Die Serengeti ist eines der größten, intakten Ökosysteme der Welt, allein der Nationalpark ist mit rund 14.000 Quadratkilometern zehnmal so groß wie die Maasai Mara, dazu addieren sich noch angrenzende Conservation-Areas, Private-Conservancies und auch Jagdgebiete von weiteren gut 15.000 Quadratkilometern. Die Besucherzahlen liegen auf ähnlichem Niveau wie in der Mara, verteilen sich aber auf ein viel riesigeres Gebiet – wobei es durchaus während der Migration im Juli/August in der Zentralserengeti und im Norden am Mara-River zu größeren Fahrzeugpulks kommt, denen man aber bei umsichtiger Planung ausweichen kann. Die Serengeti ist im Bereich des Nationalparks deutlich restriktiver als sogenannte Game Reserves oder Conservancies. In den touristischen „high used zones“ ist das Aussteigen aus dem Fahrzeug strikt untersagt, Buschfrühstück oder Buschlunch muss in extra dafür eingerichteten Picnic-Plätzen eingenommen werden. Neuerdings darf man für 6 USD tägliche Extrazahlung wieder etwas abseits der Hauptstraßen unter Bäumen zum Frühstücken aussteigen oder auch auf einige Kopjes hinauffahren.

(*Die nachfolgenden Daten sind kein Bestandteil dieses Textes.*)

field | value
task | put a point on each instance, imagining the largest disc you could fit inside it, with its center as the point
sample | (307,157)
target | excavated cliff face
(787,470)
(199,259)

Landschaftlich ist die Serengeti mit ihren unterschiedlichen Bewuchszonen viel spannender als die Maasai Mara. Von Arusha kommend passiert man den Ngorongoro Krater und fährt durch herrliches Gebirgsland mit überall verstreuten, kleinen Maasai Dörfern. Danach kann man die Touristen-Hauptroute über das Naabi-Hills Gate der Serengeti durch die riesigen, baumlosen Savannen nehmen oder man wählt die Südroute über Ndutu mit seinen von Schirmakazien umrundeten Marschen und Seen und den sich auch hier nach Westen und Süden öffnenden riesigen Savannengebieten. Fährt man weiter ins Zentrum nach Seronera, wechselt das Landschaftsbild zu Buschland und bewaldete Gebiete oder auch baumbestandenen Luggas. Im Ostteil der Serengeti schließen sich wieder riesige Savannengebiete mit den berühmten Kopjes – Felskuppen die wie Inseln aus der offenen Savanne herausragen – bis in den Norden an. Der Westen der Serengeti, der „Western Corridor“ wird vom Grumeti-River und kleineren Flüssen durchzogen und ähnelt stark der Maasai Mara. Weiter nördlich bis hinauf nach Kogatende am Mara-River wechseln sich offene Savannen und Buschland ab, das sich bis zur Westgrenze der Serengeti hinzieht, während das Gebiet östlich entlang des Mara- und Sand-Rivers wieder von Kopjes durchsetzt und zunehmend zu großen Grassavannen bis weit vor die Ostgrenze öffnet.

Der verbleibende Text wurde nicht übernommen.